New federal flexibilities will accelerate the growth of Dual-Eligible Special Needs Plans (D-SNPs). D-SNP enrollment has grown steadily since 2006, and the Bipartisan Budget Act of 2018 (BBA) permanently reauthorized D-SNPs, providing long-term stability to the market and continuity of care for D-SNP members. Going forward, D-SNPs will likely be the primary vehicle for Medicare-Medicaid integration.

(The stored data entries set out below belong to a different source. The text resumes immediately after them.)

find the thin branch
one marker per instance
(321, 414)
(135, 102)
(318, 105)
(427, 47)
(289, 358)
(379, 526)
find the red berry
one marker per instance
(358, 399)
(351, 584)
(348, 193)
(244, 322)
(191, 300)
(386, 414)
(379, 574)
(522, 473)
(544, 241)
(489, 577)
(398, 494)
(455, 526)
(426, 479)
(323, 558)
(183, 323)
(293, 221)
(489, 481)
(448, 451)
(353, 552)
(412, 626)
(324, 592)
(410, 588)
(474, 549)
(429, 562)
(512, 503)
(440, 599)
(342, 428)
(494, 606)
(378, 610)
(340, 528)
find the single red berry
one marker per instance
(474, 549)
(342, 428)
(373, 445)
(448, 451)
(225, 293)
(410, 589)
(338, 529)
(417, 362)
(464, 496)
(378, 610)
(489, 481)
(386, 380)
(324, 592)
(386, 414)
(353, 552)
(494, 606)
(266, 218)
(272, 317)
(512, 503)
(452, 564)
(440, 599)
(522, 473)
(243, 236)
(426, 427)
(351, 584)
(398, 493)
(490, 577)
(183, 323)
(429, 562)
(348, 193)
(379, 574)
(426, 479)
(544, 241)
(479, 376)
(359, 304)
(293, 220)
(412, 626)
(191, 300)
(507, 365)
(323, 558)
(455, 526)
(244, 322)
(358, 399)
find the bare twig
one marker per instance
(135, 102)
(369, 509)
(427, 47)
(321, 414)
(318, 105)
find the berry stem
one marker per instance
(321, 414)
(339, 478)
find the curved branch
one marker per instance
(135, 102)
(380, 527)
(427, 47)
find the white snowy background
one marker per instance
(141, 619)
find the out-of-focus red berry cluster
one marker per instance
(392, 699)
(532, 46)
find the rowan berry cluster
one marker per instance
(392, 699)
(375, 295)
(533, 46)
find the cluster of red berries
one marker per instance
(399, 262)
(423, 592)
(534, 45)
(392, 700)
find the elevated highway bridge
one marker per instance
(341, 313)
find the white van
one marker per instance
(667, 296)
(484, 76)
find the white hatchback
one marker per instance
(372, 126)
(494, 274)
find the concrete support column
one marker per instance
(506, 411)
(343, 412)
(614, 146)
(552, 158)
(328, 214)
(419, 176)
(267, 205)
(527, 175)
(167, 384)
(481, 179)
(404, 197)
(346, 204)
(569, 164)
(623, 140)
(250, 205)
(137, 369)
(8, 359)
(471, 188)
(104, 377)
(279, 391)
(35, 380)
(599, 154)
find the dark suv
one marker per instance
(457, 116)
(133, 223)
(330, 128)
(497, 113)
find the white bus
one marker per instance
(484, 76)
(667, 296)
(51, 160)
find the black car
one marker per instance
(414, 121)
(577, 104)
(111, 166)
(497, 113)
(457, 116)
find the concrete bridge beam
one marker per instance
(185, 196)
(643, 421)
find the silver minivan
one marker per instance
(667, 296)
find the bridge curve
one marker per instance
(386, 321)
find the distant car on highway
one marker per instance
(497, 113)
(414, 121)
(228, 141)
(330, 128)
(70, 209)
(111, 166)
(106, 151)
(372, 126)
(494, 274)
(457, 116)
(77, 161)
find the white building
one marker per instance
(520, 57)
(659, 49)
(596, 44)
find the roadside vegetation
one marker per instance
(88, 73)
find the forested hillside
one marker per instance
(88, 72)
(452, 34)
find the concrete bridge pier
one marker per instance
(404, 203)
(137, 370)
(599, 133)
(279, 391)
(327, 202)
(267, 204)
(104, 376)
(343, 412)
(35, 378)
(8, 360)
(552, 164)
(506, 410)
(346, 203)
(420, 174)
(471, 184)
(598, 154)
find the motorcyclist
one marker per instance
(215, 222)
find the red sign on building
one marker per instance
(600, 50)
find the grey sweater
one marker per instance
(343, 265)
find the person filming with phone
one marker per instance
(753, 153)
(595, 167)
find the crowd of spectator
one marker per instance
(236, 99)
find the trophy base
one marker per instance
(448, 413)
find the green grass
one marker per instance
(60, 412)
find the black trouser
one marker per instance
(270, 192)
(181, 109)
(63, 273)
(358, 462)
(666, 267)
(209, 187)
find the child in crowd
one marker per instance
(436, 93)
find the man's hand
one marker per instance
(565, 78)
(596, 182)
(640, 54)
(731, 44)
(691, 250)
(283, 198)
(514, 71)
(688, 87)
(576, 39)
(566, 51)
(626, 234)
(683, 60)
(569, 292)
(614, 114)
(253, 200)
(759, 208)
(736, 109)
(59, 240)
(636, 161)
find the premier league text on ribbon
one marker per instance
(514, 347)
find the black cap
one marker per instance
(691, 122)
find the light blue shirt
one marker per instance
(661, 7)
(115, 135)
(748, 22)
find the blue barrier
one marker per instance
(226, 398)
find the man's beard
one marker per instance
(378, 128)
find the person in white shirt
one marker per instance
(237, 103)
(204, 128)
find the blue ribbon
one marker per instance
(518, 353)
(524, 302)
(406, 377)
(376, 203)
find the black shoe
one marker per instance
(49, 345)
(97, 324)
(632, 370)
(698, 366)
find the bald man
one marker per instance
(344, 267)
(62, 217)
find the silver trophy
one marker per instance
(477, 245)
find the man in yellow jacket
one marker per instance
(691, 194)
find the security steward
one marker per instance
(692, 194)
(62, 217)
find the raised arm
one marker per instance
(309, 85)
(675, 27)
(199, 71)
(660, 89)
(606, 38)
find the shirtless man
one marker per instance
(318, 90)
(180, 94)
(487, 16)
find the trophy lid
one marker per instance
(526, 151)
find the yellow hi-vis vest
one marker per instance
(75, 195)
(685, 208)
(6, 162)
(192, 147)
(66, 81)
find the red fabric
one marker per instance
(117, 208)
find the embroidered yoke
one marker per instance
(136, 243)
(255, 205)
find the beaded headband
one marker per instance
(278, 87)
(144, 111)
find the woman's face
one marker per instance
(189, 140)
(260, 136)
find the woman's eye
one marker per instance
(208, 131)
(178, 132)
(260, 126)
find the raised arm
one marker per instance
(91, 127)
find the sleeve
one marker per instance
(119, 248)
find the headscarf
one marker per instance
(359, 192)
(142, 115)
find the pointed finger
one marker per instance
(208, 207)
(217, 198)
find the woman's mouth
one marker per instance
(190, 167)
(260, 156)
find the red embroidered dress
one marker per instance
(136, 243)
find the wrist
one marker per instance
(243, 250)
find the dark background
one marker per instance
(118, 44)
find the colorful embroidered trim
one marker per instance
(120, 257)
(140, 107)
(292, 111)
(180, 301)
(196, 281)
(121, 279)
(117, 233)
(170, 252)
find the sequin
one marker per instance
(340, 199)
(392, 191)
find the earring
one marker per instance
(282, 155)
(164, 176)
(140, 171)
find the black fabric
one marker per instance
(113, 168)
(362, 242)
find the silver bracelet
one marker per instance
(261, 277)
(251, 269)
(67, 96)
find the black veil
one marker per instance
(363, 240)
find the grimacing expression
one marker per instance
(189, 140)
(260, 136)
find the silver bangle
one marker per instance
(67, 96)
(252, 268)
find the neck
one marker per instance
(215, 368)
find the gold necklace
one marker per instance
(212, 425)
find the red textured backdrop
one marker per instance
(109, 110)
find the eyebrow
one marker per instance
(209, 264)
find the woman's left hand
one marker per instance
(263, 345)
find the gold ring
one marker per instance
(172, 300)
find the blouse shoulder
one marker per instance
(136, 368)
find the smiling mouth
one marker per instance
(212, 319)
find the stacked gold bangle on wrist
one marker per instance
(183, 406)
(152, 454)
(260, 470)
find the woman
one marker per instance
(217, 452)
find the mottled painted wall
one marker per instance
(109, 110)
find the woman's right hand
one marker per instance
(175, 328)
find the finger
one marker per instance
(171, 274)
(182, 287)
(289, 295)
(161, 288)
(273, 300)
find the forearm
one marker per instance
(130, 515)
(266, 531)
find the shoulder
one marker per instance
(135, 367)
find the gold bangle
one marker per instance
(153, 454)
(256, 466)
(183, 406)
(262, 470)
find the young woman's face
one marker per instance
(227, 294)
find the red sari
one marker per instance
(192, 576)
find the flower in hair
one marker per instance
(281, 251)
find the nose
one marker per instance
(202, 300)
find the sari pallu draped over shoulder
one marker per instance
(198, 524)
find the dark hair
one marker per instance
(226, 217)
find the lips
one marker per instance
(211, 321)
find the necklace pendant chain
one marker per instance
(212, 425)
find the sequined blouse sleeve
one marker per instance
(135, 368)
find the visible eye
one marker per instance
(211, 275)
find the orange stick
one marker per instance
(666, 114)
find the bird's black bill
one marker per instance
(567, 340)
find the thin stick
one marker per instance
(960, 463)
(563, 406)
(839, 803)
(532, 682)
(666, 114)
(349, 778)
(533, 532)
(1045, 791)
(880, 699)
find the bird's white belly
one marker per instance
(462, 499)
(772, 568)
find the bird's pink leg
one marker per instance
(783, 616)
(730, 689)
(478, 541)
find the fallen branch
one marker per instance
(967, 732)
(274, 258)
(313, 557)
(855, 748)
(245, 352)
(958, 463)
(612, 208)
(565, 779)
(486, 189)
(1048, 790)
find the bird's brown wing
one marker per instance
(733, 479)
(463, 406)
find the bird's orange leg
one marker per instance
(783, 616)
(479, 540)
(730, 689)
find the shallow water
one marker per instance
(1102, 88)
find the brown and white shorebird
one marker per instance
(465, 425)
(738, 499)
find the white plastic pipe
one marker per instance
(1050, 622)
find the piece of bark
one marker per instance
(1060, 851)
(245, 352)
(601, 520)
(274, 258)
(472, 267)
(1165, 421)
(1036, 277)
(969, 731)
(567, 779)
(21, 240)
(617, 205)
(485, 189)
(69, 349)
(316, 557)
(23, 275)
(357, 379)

States will have three D-SNP options to meet the requirement to integrate Medicare and Medicaid benefits starting in 2021:

  • Option 1: Contract with states to coordinate Medicaid LTSS and/or behavioral health benefits by meeting contract requirements, such as notifying the state of hospitalizations and ED visits or assigning one primary care provider for each enrollee.
  • Option 2: Integrate Medicaid benefits by becoming a Fully Integrated D-SNP (FIDE-SNP) or provide LTSS and/or behavioral health benefits under a capitated Medicaid contract.
  • Option 3: Assume clinical and financial accountability for all Medicare and Medicaid benefits for dual-eligibles enrolled in D-SNP and Medicaid Managed LTSS or behavioral health plan offered by the same parent company.

Moving Forward

Thirty-six states had state-level elections that impacted state-level Medicaid policies in November 2018, and three states (Idaho, Nebraska, and Utah) had ballot initiatives to newly adopt the ACA Medicaid expansion. Therefore, 2019 continues to be a bellwether year to watch how Medicaid’s role evolves on the ground in the 50 states and DC.